Why is there a coal-burning steam locomotive permanently parked in Freedom Park?


Since 1959 there’s been an unusual find in the middle of Freedom Park. Nestled among the park’s picturesque lake and trails, between its sports fields and creek, is an old locomotive that traveled many miles before ending up in its now permanent parking place.

The Gaineseville-Midland 301 was made in Philadelphia in 1920 and shipped to Florida where it pulled cars between small towns on the state’s coast for more than three decades.

In 1951, it was purchased by Gainesville-Midland, which gave it the number 301 and for eight years it went back and forth between Gainesville and Athens, Ga.

By 1959, steam engines were becoming less popular as diesel engine trains took over the tracks. The city of Charlotte had asked a company called Seaboard for a locomotive to display. That year, Seaboard purchased Gainesville-Midland and its 301, which they deemed the perfect gift for the Queen City.

The old locomotive rolled into town that fall and was installed at Freedom Park with a new paint job and a new name: The Freedom Park Express. Originally, it served as glorified playground equipment with children crawling across and under it.

But eventually that was seen as  dangerous and the train is now in a fenced-off area, with access to only its conductor’s chamber for those who want to get a taste of transportation during the early part of the 20th century.

Visit Freedom Park

WHAT: A 98-acre public park between Charlotte’s historic Dilworth and Myers Park neighborhoods

WHERE: 1900 East Blvd.

COST: Free

PRO TIP: Today, the train has been repainted with the number and name it had when it originally arrived in Charlotte. You’ll find it near the park’s central parking lot.

This story comes from Sarah Crosland’s book “Secret Charlotte: A Guide to the Weird, Wonderful, and Obscure,” which you can buy on Amazon here or at local shops like Park Road Books and Paper Skyscraper. It’s a great read for anyone who loves Charlotte — and we’re not just saying that because she’s our former boss.

Photo: Colby Alvino


  1. When I was a kid we had free reign of that train. I remember you could crawl under it and climb up in a hollow area, and we also used to climb up top to swing the bell back and forth.

  2. Anyone else remember when you could climb up under it into the furnace? As kids we used to climb all over it in the 60’s. Great memories. Too bad we live in such a litigious society now and all the fun stuff gets closed down.

  3. I remember, Alan. Didn’t there used to be a fire truck or something parked beside it? It seems like I remember two large vehicles there at one time, the train and something else.

  4. Oh my gosh, I could remember climbing all over that thing! We had contests to see how high we could climb. I used to climb up to the smoke stack, lie down across the top and throw rocks to everyone climbing up to get near me! Our parents would be sitting on the benches nearby, talking with other parents. Unless someone really starting screaming, they paid no attention to us whatsoever. We were expected to handle ourselves appropriately, solve our own problems, mediate our own arguments. Grand training for adulthood.
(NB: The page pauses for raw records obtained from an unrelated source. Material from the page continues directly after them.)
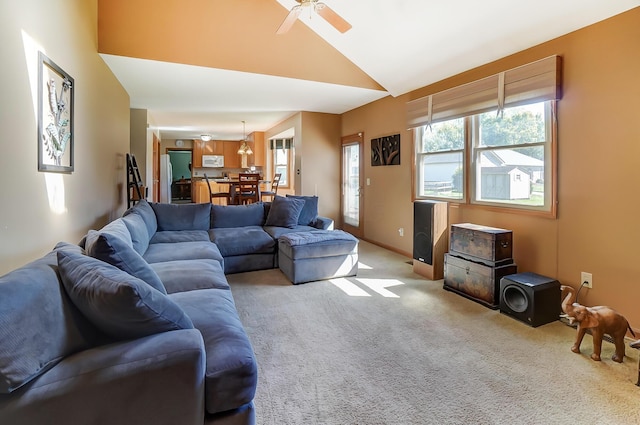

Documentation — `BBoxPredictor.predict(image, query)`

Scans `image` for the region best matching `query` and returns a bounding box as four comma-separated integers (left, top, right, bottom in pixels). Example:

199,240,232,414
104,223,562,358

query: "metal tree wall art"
371,134,400,166
38,52,74,173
  5. It hasn’t been too long at all since kids could play on it! I’m 16 and I vividly remember playing on that train. Stupid fences/rules.

  6. The train was the best place ever to play tag. In the mid-sixties there were kids running all over it…along the sides, under the wheels. on top of the engine and in the coal box. There was a lever in the cab, to the right, that you could shove back and forth and it would make a loud noise, somewhat like a chugging train. Sure kids fell off once in a while, but I never saw any serious injuries. There was also a USAF Sabre jet from the Korean War and somewhat later a fire engine. At some point in the late ’70s a tank was added to the collection.

    • Yep, the worst thing I ever saw on the locomotive was a black widow, and we just avoided it and kept having fun. We climbed up the back of that thing and walked along the sides without ever thinking we would fall, although in retrospect I’m surprised no one ever did.

      I think there were two fire trucks at one point, including the sabre and tank. Good times growing up at that park!

  7. Played on it in the 1970s along with an airplane. Used to be a caboose at Park Rd Park (I think). As the parent of a 6 year old I am sad he doesn’t get to play on them the way we did, but at least he can have a limited experience.

  8. Oh man….there was the train, a plane, the spaceship, a fire truck, a tank….FUN! Yes, I remember climbing all over that train…ringing the bell…climbing into the rusty tank things underneath. Lots of sharp, rusty edges and dangerous things to play in and on. Did we care? No. Did we get cut and bleed? Yes….you bled until it stopped bleeding and then you kept playing. Did our mothers baby us and make us stay off that thing? NO, because we weren’t a bunch of pansies back in those days.

  9. I forgot the spaceship…everything else was strippped down but the real thing. The spaceship was a metal construct…and you are right, we took our cuts and scrapes and played on. Girls and boys, black and white all played together in that area between the parking lot and the creek, which was also a great place to play….although I did break my arm trying to jump the creek with my banana bike.

  10. At one point in time you could open the furnace and start fires in it to keep warm. Several years and a few lawsuits later, they sealed it good.